Bastano i 500 miliardi di cui si parla? Roma ne vorrebbe mille.
«Il tema non è la soglia. Anche perché con l’utilizzo dei bond europei le risorse potranno crescere ulteriormente. Il punto è dove mettere questi soldi e per farne cosa. Una sensazione spiacevole che abbiamo a Bruxelles è che alcuni Paesi perdano tempo e non siano concentrati nel definire le priorità. Molti paesi già faticano a programmare le risorse ordinarie, come quelle della politica di coesione. Non vorrei che questa difficoltà a spendere compromettesse l’efficacia del Piano di Rilancio».
Sta pensando all’Italia?
«Non basta dire quanti soldi sono disponibili, si deve spiegare a cosa servono e per quali piani. Quanto per le infrastrutture, per la digitalizzazione, per riconvertire l’industria inquinante, per potenziare il modello sociale. Questo sforzo viene chiesto a tutti, anche all’Italia».
Come si fa?
«Abbiamo bisogno di rovesciare il paradigma del 2008, quando l’Unione pose delle condizioni agli Stati bisognosi. Oggi è necessario che le capitali presentino i loro modelli di ricostruzione, che siano loro ad indicare le priorità nelle riforme e negli investimenti utili a non lasciare indietro nessuno. L’Europa deve essere chiamata a verificarne la coerenza. Questo è il passaggio fondamentale per archiviare la stagione del rigore. Serve una chiara responsabilità da parte delle autorità pubbliche nazionali per indicare la destinazione delle risorse, sia dei finanziamenti a fondo perduto che dei prestiti. Ecco perché non un solo euro deve andare perduto, sprecato in attività improduttive o clientelari. L’Europa vuole che i soldi arrivino a cittadini e imprese».
Occorrono condizioni?
«Non serve una Europa invasiva. Ma governi responsabili e un’Europa che vigili sulla coerenza degli impegni liberamente presi».
Basta davvero?
«Sono fiducioso, perché credo nella responsabilità».
In Italia si fa la guerra al Mes che non ha vincoli e si spinge per il Recovery Fund che ne ha, seppure blande. Come se ne esce?

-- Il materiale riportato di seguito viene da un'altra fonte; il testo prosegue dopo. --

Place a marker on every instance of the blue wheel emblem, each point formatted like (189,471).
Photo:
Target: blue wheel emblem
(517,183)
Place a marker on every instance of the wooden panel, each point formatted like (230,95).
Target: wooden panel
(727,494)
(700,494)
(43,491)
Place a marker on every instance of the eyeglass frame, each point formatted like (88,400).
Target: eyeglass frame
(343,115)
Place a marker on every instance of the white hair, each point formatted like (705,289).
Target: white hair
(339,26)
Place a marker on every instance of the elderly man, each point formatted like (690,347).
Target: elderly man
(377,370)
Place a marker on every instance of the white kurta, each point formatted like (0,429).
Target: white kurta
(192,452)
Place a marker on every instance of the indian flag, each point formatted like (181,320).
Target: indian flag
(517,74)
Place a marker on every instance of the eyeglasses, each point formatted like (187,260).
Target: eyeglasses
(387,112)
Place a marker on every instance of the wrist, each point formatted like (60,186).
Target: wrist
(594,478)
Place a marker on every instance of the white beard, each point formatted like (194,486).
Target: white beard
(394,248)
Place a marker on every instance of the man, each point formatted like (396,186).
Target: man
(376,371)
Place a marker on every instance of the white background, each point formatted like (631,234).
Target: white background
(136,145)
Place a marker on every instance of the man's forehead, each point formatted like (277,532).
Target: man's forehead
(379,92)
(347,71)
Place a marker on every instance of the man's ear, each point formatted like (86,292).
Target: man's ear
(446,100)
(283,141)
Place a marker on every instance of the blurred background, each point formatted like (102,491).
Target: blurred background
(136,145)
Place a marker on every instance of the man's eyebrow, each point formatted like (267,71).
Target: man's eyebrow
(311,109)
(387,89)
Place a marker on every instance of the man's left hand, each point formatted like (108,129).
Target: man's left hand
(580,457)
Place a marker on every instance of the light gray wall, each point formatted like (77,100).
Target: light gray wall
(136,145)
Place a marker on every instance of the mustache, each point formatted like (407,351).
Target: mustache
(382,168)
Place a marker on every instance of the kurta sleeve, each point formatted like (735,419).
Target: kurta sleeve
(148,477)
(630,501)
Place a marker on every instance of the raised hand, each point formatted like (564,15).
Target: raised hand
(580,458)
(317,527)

«L’Europa ha fatto bene a non imporre nulla a nessuno. Ha reso disponibili degli strumenti, ha aperto nel Mes una linea sanitaria nella quale gli italiani hanno messo 14 miliardi e possono usarne 37 a tasso zero. Se vorranno, potranno farlo. Se no, vi accederanno altri e vorrà dire che la generosità degli italiani aiuterà chi forse ne ha più bisogno. L’Europa ha fatto il proprio dovere: ha fornito delle opportunità».
Saranno tempi brevi?
«L’Europa non è a mani vuote. Molte risorse sono già disponibili. Abbiamo la necessità di fare in fretta, ma anche bene. Non so se chiuderemo in giugno. Ma da qui ai primi di luglio tutto verrà definito dal Consiglio, poi l’ultima parola spetterà al Parlamento. Avremo speso un pugno di settimane per la più importante operazione finanziaria, economica e sociale dell’Europa dal dopoguerra. Il piano Marshall, stavolta, ce lo paghiamo noi».
Non vede disattenzione verso il Sud dell’Europa.
«No. Al contrario mi ha fatto piacere che la presidenza tedesca senta la necessità di riprendere il discorso sui migranti».
Sarebbe ora. Da dove ripartirebbe?
«Oggi la politica europea sull’immigrazione è volontaria. Dobbiamo renderla obbligatoria. La solidarietà europea non è facoltativa».
E la web tax?
«Mi aspetto sorprese. La Commissione vuole aumentare il tetto delle risorse proprie nel bilancio europeo. A questo si potrebbero aggiungere nuove fonti di gettito, dal digitale alla plastica, alla carbon tax».
I cittadini non capiscono perché i colossi Hi-tech non paghino le tasse come un negozio o una impresa.
«Non lo capisco nemmeno io. Da tempo il Parlamento si batte perché tutti versino le tasse dove fanno i profitti. E anche i Big Tech paghino quanto gli altri».